Stay tuned, though - if you're early in your career and want to learn cybersecurity, or even later in your career and enjoy a fun challenge, I think running a mail server has some real benefits nobody is telling you about.

Cybersecurity is not an entry-level job.

It’s a common complaint on social media today: “Where are all the entry-level cybersecurity jobs we were promised?” While I can’t speak to the promises that have been made, I have an answer: They were always only half of the story. The truth is that you can take classes, get training, and learn cybersecurity skills, but cybersecurity as a field isn’t entry-level. You have to know how things work to be a good Security Engineer. That means learning how systems interact with one another, not just in isolation. Understanding how systems connect to the network, how they authorize, how they work, and how they fail is all key to really being able to prioritize and implement effective security for those systems.

What does this have to do with mail servers?  Well, quite a lot. The missing link in the entry-level cybersecurity job conundrum is how to get the experience in understanding complex systems without having the job first? The answer: you run some complex systems. Running a mail server is a great way to put a lot of basic system administration, network administration, and security skills into practice. A mail server that can send, receive, and give you (and only you) access to your email is a complex interdependent system. Add on the requirement “only the email I want to receive,” and you’ve tacked on a ton of other layers!

The Basics:   Let’s take a look at the various protocols, RFCs, and layers involved in running a mail server.

  1. Operating Security fundamentals.
  1. You need a foundation before building the house, so you must install, manage, and secure the OS.
  1. Networking fundamentals (RFC# 791, 768, 9293, 1122, 1123)
  1. Email is a connected system. You’ll need to learn how to put your operating system online, configure it correctly, and keep it available.
  1. DNS (RFC# 1034, 1035)
  1.  How will people contact you via email? By memorizing your IP address? You need to learn the DNS basics.
  1. SMTP  (RFC# 5321, 5322, 2045, 2046, 2047, 2048, 2049)
  1. The heart of the beast. You’ll need to learn how it works as you set things up.
  1. IMAP or POP (RFC# 9051, 9590, 9738)
  1. Just receiving and sending emails isn’t any good if you can’t read them. You’ll need a way to download it to a client, serve it over the web, or otherwise interact with it.

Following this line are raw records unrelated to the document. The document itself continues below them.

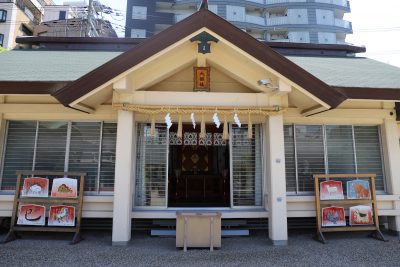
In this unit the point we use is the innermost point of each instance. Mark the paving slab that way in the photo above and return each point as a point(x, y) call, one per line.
point(342, 249)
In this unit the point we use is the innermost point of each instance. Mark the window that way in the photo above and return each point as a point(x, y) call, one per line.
point(139, 12)
point(246, 167)
point(61, 146)
point(151, 166)
point(312, 149)
point(3, 15)
point(63, 15)
point(138, 33)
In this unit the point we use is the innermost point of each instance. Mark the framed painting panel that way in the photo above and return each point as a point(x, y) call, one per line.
point(333, 216)
point(61, 216)
point(361, 215)
point(358, 189)
point(331, 190)
point(31, 214)
point(65, 188)
point(35, 187)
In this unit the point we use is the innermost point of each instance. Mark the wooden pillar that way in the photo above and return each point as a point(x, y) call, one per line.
point(124, 178)
point(391, 147)
point(275, 180)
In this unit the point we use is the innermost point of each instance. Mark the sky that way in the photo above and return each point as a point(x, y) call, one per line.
point(376, 27)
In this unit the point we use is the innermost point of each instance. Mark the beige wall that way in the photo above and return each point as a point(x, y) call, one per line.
point(16, 108)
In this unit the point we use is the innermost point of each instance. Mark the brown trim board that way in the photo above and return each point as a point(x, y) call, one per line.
point(200, 19)
point(34, 88)
point(369, 93)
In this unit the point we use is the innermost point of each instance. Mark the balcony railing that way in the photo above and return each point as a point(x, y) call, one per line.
point(343, 23)
point(271, 2)
point(257, 1)
point(343, 3)
point(179, 17)
point(255, 20)
point(277, 21)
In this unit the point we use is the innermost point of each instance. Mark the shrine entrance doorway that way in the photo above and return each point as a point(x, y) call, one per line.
point(198, 168)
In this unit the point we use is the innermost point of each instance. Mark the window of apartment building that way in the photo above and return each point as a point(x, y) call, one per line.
point(138, 33)
point(61, 146)
point(3, 15)
point(62, 15)
point(139, 12)
point(319, 149)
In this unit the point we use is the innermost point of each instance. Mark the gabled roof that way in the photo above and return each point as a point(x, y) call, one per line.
point(350, 71)
point(199, 20)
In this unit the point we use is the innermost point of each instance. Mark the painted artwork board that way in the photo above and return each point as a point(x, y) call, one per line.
point(61, 216)
point(331, 190)
point(64, 188)
point(358, 189)
point(361, 215)
point(35, 187)
point(333, 216)
point(31, 214)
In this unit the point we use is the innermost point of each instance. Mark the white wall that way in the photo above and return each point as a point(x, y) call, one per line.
point(325, 17)
point(298, 16)
point(326, 38)
point(53, 12)
point(299, 37)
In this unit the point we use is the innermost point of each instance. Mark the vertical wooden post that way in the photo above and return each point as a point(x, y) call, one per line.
point(11, 234)
point(77, 236)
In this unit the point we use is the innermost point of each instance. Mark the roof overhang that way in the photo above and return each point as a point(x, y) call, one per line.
point(203, 20)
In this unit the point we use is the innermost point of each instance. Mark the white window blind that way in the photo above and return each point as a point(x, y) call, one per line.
point(61, 146)
point(310, 154)
point(51, 146)
point(84, 151)
point(19, 148)
point(290, 160)
point(369, 153)
point(246, 167)
point(342, 149)
point(151, 166)
point(107, 167)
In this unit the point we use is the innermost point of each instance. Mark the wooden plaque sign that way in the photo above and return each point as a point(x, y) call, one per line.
point(201, 79)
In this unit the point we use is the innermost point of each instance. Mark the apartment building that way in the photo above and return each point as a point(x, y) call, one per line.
point(18, 18)
point(300, 21)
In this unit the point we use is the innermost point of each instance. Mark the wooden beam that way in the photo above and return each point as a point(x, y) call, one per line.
point(313, 110)
point(84, 108)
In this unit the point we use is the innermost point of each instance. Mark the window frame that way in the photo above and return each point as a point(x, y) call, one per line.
point(3, 15)
point(1, 40)
point(326, 163)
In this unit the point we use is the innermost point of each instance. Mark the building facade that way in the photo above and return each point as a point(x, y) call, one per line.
point(246, 144)
point(301, 21)
point(18, 18)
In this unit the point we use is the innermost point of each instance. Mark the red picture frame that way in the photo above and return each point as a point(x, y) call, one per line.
point(333, 216)
point(330, 190)
point(361, 215)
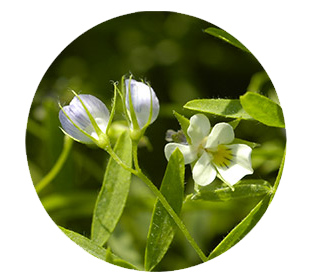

Beyond the Basics: Getting it up and running is only the beginning. To make it secure and reliable, you get to play with a whole bunch of other things!

  1. SPF, DMARC, and DKIM (RFC# 7208, 6376, 7489 and 2505 for kicks)
  1. Once you have your email server sending email, you’ll likely find out that not many people want to accept it from you. Their logic goes - any server that’s not known-trustworthy is probably a spam engine. To earn some trust, you need to go back and learn more about how SPF (Sender Policy Framework), DMARC (Domain-based Message Authentication, Reporting, and Conformance), and DKIM (Domain Key Identified Mail) work. This is going to require some more advanced DNS work. Special thanks here to learndmarc.com (with whom I have no affiliation) for being a GREAT resource to trial-and-error your way through to the correct setup.
  1. Firewall policy (RFC# 2979, 7288, 3093)
  1. That shiny new server you’ve got on the internet won’t be lasting long unless you start implementing some host and/or network-based firewalls!
  1. Identity and Authorization (RFC# 6749, 6750, 7636)
  1. A simple username and password might work for a little while. You’re eventually going to have more authentication needs, especially if you let a friend or family member use your domain. You get to look into OAUTH, second factors, etc.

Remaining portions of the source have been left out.